HMK’nun 331/1 fıkrasında davanın konusuz kalması sebebiyle esası hakkında bir karar verilmesine gerek bulunmayan hallerde hakimin davanın açıldığı tarihteki tarafların haklılık durumlarına göre yargılama giderlerine hükmedeceği düzenlenmiştir. Bu durumda yargılamaya devam edilmesi ve davanın açıldığı zaman hangi tarafın haksız olduğunu tespiti ve tutumuyla dava açılmasına sebebiyet veren tarafın yargılama giderlerine mahkum edilmesi gerekmektedir. Dava konusu olayda ise 6719 sayılı yasa dava tarihinden sonra yürürlüğe girmiş olup, dava tarihindeki mevcut mevzuat hükümleri ile gerek Yargıtay Hukuk Genel Kurulu tarafından verilen kararlar ve gerekse Yargıtay 3. H.D. tarafından verilen kararlarda kayıp-kaçak bedelinin istenmesi mümkün olduğundan davacı taraf iş bu davayı açmakla haklıdır. Bu nedenle davacı yararına maktu vekalet ücretine hükmetmek gerekmiştir.
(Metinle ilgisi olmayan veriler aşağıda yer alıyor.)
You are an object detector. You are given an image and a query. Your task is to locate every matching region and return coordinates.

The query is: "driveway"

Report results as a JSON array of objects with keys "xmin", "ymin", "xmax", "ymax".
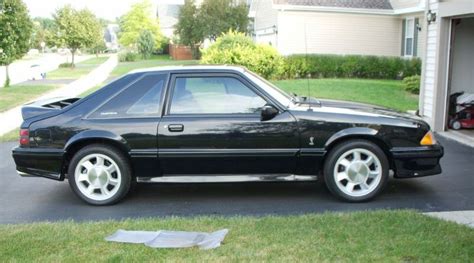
[{"xmin": 0, "ymin": 138, "xmax": 474, "ymax": 223}]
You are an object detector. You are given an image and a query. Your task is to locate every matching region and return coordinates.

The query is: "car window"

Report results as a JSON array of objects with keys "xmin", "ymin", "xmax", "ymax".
[
  {"xmin": 170, "ymin": 77, "xmax": 266, "ymax": 114},
  {"xmin": 92, "ymin": 74, "xmax": 166, "ymax": 118}
]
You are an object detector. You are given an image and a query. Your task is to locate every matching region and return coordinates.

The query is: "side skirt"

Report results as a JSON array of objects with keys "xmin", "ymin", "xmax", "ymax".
[{"xmin": 137, "ymin": 174, "xmax": 318, "ymax": 183}]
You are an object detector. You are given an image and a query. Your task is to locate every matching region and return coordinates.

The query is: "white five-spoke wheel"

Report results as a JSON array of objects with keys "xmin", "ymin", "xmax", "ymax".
[
  {"xmin": 334, "ymin": 148, "xmax": 382, "ymax": 196},
  {"xmin": 68, "ymin": 144, "xmax": 131, "ymax": 205},
  {"xmin": 324, "ymin": 140, "xmax": 389, "ymax": 202},
  {"xmin": 74, "ymin": 154, "xmax": 122, "ymax": 201}
]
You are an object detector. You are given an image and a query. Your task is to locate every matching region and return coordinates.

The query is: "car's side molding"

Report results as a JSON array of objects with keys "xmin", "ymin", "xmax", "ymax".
[
  {"xmin": 324, "ymin": 127, "xmax": 378, "ymax": 148},
  {"xmin": 64, "ymin": 130, "xmax": 130, "ymax": 152}
]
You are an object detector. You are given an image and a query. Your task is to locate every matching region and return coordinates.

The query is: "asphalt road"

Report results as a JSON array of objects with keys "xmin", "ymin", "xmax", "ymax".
[{"xmin": 0, "ymin": 136, "xmax": 474, "ymax": 223}]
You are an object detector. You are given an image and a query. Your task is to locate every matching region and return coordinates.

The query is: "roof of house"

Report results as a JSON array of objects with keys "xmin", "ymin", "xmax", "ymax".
[{"xmin": 273, "ymin": 0, "xmax": 392, "ymax": 10}]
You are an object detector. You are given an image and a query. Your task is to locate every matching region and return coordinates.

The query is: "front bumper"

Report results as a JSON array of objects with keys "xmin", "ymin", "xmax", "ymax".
[
  {"xmin": 390, "ymin": 144, "xmax": 444, "ymax": 178},
  {"xmin": 12, "ymin": 147, "xmax": 64, "ymax": 180}
]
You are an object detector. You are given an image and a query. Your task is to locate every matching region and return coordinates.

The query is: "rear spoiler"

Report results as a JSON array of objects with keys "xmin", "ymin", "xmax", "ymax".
[{"xmin": 21, "ymin": 97, "xmax": 81, "ymax": 120}]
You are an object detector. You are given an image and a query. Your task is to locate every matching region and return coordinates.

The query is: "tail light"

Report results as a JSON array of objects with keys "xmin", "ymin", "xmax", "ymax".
[
  {"xmin": 420, "ymin": 131, "xmax": 436, "ymax": 145},
  {"xmin": 20, "ymin": 129, "xmax": 30, "ymax": 146}
]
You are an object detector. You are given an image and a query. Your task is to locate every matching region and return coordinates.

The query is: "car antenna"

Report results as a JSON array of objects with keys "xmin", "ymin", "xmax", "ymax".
[{"xmin": 303, "ymin": 18, "xmax": 313, "ymax": 111}]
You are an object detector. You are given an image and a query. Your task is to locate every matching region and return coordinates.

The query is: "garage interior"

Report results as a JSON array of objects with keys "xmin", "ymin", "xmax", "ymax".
[{"xmin": 445, "ymin": 17, "xmax": 474, "ymax": 140}]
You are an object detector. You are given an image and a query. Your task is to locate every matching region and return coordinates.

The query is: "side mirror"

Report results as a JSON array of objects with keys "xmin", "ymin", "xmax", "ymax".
[{"xmin": 260, "ymin": 104, "xmax": 278, "ymax": 121}]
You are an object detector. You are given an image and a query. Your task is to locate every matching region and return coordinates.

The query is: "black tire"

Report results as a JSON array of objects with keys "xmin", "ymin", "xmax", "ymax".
[
  {"xmin": 323, "ymin": 140, "xmax": 389, "ymax": 203},
  {"xmin": 68, "ymin": 144, "xmax": 132, "ymax": 206}
]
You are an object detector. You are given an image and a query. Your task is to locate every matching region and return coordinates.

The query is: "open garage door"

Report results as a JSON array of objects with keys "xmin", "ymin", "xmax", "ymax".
[{"xmin": 446, "ymin": 17, "xmax": 474, "ymax": 140}]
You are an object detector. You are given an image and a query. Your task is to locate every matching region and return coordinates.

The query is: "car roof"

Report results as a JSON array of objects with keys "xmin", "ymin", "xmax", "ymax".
[{"xmin": 128, "ymin": 65, "xmax": 245, "ymax": 74}]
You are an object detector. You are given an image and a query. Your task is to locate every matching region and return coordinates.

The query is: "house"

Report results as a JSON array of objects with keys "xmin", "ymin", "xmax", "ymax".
[
  {"xmin": 249, "ymin": 0, "xmax": 474, "ymax": 145},
  {"xmin": 420, "ymin": 0, "xmax": 474, "ymax": 146},
  {"xmin": 249, "ymin": 0, "xmax": 426, "ymax": 57}
]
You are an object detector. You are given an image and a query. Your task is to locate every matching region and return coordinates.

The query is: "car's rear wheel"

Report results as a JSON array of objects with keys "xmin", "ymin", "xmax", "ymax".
[
  {"xmin": 68, "ymin": 144, "xmax": 131, "ymax": 205},
  {"xmin": 324, "ymin": 140, "xmax": 389, "ymax": 202}
]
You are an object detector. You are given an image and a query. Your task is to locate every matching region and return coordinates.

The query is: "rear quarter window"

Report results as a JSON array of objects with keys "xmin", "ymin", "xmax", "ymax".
[{"xmin": 90, "ymin": 74, "xmax": 166, "ymax": 119}]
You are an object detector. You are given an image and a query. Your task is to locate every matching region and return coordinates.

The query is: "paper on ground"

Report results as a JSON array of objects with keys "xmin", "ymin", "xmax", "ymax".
[{"xmin": 105, "ymin": 229, "xmax": 229, "ymax": 249}]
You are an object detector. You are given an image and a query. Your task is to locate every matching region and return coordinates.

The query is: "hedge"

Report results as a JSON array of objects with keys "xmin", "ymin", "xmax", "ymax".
[
  {"xmin": 403, "ymin": 75, "xmax": 421, "ymax": 94},
  {"xmin": 280, "ymin": 54, "xmax": 421, "ymax": 79}
]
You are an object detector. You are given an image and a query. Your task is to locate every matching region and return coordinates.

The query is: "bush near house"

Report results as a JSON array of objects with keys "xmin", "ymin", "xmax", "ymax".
[
  {"xmin": 119, "ymin": 50, "xmax": 138, "ymax": 62},
  {"xmin": 403, "ymin": 75, "xmax": 420, "ymax": 94},
  {"xmin": 281, "ymin": 54, "xmax": 421, "ymax": 79},
  {"xmin": 201, "ymin": 31, "xmax": 283, "ymax": 78}
]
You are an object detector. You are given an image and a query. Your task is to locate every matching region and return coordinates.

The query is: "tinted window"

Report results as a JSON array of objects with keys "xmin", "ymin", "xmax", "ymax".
[
  {"xmin": 92, "ymin": 74, "xmax": 166, "ymax": 118},
  {"xmin": 170, "ymin": 77, "xmax": 266, "ymax": 114}
]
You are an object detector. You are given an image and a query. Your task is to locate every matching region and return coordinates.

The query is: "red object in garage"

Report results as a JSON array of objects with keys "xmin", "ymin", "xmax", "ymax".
[{"xmin": 448, "ymin": 92, "xmax": 474, "ymax": 130}]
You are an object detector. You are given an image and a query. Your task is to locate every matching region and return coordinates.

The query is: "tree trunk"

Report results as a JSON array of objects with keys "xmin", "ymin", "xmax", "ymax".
[
  {"xmin": 3, "ymin": 65, "xmax": 10, "ymax": 88},
  {"xmin": 71, "ymin": 49, "xmax": 76, "ymax": 68}
]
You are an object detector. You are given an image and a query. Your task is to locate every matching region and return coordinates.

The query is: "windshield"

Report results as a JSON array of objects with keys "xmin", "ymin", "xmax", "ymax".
[{"xmin": 245, "ymin": 70, "xmax": 294, "ymax": 107}]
HÜKÜM: Gerekçesi Yukarıda Açıklandığı Üzere;
1-Dava konusuz kaldığından davanın esası hakkında KARAR VERİLMESİNE YER OLMADIĞINA,
2-Karar tarihi itibariyle yürürlükte bulunan harçlar tarifesi uyarınca alınması gereken 35,90.-TL bakiye karar harcının peşin alınan 68,31-TL harçtan mahsubu ile bakiye kalan 32,41-TL harcın karar kesinleştiğinde talep halinde davacıya iadesine,
3-Yargılama aşamasında davacı tarafından yapılan 29,20 -TL başvuru harcı, 35,90- TL peşin harç ( iade edilen kısım düşüldükten sonra kalan miktar ) 4,10 TL vekalet harcı, 99,75-TL tebligat ve müzekkere gideri olmak üzere toplam 168,95-TL yargılama giderinin davalıdan alınarak davacıya verilmesine,
4-Davacının kendisini vekille temsil ettirdiği anlaşıldığından karar tarihinde yürürlükte bulunan Avukatlık Asgari Ücret tarifesi uyarınca hesaplanan ve takdir edilen 2.180,00-TL vekalet ücretinin davalıdan alınarak davacıya verilmesine ,
5- Davanın açıldığı tarihteki durum ve koşullar gözetilerek davalı lehine vekalet ücretine hükmedilmesine yer olmadığına,
6-…120 maddesi gereğince; taraflarınca yatırılan gider avansı ile varsa delil avansının kullanılmayan kısmının karar kesinleştiğinde ve talep halinde yanlara iadesine,
Dair davacı vekilinin yüzüne karşı davalının yokluğunda kararın tebliğden itibaren iki hafta içerisinde mahkememize yada mahkememize gönderilmek üzere başka yer Asliye Ticaret Mahkemesine verilecek dilekçe ile istinaf yolu açık olmak üzere verilen karar açıkça okunup usulen anlatıldı.